24. Aux termes de ses conclusions notifiées le 28 novembre 2025, la société Finexsi sollicite de la cour de voir':
— rejeter les demandes de la SCI Domoc portant sur la révocation de l’ordonnance de clôture, le rejet des conclusions en défense de la société Finexsi et le sursis à statuer ;
— confirmer l’ordonnance du juge de la mise en état rendue le 30 avril 2025 (RG n°24/06698) en ce qu’elle a déclaré la SCI Domoc irrecevable en l’ensemble de ses demandes formées à l’encontre de la société Finexsi ;
— confirmer l’ordonnance du Juge de la mise en état rendue le 30 avril 2025 (RG n°24/06698) en ce qu’elle a condamné la SCI Domoc au paiement des dépens et à une somme de 5.000 euros au titre de l’article 700 du code de procédure civile ;
— confirmer l’ordonnance du Juge de la mise en état rendue le 30 avril 2025 (RG n°24/06698) en ce qu’elle a rejeté la demande de condamnation au titre des frais irrépétibles
formée par la SCI Domoc ;
En conséquence,
— débouter la SCI Domoc de l’ensemble de ses demandes ;
Y ajoutant,
— condamner la SCI Domoc à verser à la société Finexsi la somme de 10.000 euros en
application de l’article 700 du code de procédure civile ;
— condamner la SCI Domoc aux entiers dépens et frais.
25. L’affaire a été appelée à l’audience du 12 décembre 2025.

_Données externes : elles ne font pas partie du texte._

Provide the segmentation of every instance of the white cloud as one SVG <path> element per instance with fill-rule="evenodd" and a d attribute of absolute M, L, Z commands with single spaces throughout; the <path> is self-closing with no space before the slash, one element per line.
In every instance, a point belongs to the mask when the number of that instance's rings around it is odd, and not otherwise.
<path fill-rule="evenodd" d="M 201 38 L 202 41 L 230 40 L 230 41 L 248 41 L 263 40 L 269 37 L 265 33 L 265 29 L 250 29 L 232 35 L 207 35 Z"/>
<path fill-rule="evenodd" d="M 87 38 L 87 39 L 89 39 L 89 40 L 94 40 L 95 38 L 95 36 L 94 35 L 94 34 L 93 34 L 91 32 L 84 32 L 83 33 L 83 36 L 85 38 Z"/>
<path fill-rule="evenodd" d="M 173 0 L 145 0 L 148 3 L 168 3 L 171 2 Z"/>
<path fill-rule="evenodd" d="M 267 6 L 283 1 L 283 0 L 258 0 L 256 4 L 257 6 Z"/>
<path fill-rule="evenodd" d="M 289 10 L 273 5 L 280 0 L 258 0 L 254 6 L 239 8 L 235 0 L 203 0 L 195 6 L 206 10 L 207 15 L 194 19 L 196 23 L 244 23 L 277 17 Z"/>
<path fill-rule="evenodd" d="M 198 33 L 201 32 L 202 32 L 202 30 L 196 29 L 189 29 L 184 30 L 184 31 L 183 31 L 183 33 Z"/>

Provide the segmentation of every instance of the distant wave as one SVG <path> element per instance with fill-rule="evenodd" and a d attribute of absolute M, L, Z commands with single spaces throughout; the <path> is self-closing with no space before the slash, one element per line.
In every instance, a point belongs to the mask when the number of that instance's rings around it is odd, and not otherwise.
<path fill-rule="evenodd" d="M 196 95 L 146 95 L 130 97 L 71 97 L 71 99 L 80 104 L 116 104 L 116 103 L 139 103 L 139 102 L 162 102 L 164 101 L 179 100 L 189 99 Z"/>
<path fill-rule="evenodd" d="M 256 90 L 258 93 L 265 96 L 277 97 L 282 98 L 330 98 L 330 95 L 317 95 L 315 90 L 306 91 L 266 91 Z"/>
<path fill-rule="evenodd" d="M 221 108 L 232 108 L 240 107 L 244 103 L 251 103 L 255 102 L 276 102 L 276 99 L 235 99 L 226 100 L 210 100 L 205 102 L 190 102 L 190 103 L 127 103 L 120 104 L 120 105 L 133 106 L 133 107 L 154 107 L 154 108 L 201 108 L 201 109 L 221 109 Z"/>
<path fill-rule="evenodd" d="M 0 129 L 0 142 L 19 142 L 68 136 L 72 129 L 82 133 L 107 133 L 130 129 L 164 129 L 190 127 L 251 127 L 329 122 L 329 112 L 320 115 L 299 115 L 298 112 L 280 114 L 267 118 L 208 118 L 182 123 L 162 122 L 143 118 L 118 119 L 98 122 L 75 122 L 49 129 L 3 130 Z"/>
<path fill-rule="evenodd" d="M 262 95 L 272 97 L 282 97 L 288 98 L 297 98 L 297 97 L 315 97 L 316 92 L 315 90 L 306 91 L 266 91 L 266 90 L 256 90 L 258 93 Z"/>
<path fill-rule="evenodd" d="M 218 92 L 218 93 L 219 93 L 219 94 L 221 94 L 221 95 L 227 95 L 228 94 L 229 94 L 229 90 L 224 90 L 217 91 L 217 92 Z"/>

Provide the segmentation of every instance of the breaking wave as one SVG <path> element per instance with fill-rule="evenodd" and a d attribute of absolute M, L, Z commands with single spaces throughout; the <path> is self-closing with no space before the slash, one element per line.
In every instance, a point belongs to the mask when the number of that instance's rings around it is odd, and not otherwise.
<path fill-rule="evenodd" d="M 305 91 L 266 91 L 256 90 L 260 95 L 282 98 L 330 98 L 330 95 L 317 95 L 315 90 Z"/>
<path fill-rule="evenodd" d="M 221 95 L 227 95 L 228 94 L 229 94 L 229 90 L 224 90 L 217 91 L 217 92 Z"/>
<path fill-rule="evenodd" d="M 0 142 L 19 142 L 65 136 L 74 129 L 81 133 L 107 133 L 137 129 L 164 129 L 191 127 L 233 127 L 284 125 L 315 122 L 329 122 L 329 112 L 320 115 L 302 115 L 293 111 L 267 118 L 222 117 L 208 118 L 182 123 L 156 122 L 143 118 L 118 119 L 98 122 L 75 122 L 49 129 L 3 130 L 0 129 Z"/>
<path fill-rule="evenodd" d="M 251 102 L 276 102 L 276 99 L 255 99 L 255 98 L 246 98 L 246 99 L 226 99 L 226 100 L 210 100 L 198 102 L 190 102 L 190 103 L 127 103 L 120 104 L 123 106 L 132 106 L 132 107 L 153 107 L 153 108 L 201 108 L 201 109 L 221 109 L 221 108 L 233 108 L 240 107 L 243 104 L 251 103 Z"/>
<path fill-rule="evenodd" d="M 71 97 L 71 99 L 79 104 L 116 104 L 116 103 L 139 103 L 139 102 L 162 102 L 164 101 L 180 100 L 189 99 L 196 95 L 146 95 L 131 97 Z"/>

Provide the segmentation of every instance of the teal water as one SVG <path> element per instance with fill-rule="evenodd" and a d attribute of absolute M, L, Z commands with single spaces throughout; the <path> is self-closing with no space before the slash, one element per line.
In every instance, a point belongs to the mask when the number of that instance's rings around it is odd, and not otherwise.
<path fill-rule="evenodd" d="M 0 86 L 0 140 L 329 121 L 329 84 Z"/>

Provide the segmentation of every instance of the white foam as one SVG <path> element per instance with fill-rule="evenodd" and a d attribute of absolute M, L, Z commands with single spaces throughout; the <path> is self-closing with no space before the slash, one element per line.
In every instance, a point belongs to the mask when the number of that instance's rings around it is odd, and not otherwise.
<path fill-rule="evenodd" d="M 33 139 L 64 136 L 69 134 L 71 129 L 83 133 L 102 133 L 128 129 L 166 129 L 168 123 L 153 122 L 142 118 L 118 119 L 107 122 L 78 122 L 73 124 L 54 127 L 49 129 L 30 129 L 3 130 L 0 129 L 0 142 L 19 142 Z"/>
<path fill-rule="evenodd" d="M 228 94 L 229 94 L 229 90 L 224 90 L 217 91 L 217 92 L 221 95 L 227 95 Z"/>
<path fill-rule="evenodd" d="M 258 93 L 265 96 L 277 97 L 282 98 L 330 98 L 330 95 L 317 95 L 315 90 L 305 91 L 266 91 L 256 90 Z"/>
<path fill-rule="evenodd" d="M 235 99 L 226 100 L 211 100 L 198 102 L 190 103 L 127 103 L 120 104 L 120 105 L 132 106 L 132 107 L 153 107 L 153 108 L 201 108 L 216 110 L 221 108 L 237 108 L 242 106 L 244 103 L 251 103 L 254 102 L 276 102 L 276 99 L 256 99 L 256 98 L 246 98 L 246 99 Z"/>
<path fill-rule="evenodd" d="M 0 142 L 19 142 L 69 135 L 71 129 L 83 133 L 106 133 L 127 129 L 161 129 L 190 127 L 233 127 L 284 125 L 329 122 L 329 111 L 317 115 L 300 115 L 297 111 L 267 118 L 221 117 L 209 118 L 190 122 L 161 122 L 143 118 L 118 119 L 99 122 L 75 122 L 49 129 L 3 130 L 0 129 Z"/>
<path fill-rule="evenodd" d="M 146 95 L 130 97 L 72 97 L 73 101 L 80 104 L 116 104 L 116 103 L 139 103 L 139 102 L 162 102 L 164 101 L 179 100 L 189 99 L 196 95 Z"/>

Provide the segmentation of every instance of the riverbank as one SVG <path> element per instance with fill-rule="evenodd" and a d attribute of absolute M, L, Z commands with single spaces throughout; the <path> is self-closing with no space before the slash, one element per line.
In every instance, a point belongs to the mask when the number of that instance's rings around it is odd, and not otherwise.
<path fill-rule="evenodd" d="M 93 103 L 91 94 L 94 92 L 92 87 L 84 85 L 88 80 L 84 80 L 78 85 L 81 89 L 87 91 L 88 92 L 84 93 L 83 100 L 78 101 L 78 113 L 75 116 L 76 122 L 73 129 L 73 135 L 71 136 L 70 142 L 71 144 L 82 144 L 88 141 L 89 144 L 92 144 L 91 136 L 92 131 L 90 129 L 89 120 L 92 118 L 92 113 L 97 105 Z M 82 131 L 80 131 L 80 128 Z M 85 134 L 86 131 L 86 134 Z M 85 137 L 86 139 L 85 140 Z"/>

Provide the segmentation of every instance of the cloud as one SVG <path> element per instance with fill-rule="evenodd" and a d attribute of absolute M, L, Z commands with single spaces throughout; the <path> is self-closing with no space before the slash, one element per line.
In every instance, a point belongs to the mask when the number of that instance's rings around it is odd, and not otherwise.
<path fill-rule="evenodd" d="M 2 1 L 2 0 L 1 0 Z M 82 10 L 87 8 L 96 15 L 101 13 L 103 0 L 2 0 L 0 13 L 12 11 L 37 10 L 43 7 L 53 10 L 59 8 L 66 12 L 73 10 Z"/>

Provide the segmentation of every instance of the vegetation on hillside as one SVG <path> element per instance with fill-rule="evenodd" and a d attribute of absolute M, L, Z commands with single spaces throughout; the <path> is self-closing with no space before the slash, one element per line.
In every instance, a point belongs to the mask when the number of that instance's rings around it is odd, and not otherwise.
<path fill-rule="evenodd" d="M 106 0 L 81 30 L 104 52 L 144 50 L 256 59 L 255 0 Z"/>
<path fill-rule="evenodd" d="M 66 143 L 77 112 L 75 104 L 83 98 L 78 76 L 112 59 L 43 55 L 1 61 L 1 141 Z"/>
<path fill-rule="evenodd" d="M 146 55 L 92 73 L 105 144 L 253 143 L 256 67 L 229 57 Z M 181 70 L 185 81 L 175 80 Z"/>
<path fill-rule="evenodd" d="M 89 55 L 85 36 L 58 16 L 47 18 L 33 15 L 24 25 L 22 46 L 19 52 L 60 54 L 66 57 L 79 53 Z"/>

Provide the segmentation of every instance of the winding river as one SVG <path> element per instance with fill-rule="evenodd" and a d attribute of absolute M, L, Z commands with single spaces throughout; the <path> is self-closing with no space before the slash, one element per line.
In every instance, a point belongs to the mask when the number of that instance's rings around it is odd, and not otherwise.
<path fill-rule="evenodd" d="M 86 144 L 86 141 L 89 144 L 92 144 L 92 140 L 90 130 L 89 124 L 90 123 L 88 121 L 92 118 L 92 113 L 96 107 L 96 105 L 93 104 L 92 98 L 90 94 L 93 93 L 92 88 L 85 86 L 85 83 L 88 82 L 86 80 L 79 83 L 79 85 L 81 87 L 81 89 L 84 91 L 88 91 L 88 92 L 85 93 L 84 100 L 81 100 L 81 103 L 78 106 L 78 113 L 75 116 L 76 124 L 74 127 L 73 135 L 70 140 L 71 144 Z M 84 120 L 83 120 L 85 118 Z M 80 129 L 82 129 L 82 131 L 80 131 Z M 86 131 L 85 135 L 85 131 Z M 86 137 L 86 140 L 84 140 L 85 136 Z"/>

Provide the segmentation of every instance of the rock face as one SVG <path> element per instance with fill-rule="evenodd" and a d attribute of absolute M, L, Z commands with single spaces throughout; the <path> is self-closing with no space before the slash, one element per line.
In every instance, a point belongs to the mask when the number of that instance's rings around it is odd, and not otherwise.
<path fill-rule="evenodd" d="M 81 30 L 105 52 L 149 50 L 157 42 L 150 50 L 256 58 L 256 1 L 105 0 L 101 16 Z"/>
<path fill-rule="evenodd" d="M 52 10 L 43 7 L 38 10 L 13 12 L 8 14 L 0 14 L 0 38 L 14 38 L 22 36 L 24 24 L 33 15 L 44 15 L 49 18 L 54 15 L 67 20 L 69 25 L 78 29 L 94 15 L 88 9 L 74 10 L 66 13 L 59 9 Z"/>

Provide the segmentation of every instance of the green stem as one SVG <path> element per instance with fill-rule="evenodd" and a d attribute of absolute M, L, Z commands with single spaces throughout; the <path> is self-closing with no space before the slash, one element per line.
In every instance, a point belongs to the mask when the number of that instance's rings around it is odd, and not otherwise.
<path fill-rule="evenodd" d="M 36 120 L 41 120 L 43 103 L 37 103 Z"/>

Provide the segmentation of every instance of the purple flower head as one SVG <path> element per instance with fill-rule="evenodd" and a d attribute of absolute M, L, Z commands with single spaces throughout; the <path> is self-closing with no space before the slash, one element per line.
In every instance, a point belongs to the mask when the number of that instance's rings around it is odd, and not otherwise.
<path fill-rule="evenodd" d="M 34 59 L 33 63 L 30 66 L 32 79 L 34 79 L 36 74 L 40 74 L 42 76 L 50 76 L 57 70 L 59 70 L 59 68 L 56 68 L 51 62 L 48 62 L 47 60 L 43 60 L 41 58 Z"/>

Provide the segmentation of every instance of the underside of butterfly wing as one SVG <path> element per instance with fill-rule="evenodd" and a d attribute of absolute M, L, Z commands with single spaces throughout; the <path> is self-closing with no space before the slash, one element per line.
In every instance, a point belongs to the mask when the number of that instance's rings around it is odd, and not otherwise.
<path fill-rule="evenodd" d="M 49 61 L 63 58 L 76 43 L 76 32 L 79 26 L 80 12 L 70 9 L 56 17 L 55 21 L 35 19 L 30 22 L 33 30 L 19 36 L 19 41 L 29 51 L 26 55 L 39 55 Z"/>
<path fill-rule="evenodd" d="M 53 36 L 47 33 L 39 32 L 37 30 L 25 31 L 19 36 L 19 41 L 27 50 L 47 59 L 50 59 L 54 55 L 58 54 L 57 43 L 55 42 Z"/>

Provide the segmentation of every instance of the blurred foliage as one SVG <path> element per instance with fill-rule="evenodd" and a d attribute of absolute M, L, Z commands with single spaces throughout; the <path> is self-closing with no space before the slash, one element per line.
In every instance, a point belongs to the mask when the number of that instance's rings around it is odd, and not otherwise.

En application de l’article 455 du code de procédure civile, il convient de se référer aux conclusions ci-dessus visées pour un plus ample exposé des moyens et prétentions des parties.
DISCUSSION
26. Sur la révocation de l’ordonnance de clôture
Moyens des parties
Au soutien de sa demande, l’appelante fait valoir que':
— la société Finexsi a tardivement signifié le 31 octobre 2025 ses conclusions de sorte que la SCI Domoc a été privée du temps utile et nécessaire pour y répondre avant la clôture prononcée le 5 novembre 2025';
— le gérant de la SCI Domoc est domicilié en Belgique, ce qui ne lui a pas laissé le temps de prendre connaissance des conclusions ainsi déposées et d’y répondre';
— la cause grave est ainsi caractérisée et justifie la révocation de l’ordonnance de clôture.
La société Finexsi oppose qu’ elle a notifié ses conclusions le 31 octobre 2025, soit 5 jours avant le prononcé de l’ordonnance de clôture de sorte qu’elles ne peuvent être considérées comme tardives.
Réponse de la cour
Il ressort des dispositions de l’article 803 du code de procédure civile que l’ordonnance de clôture peut être révoquée s’il se révèle une cause grave depuis qu’elle a été rendue.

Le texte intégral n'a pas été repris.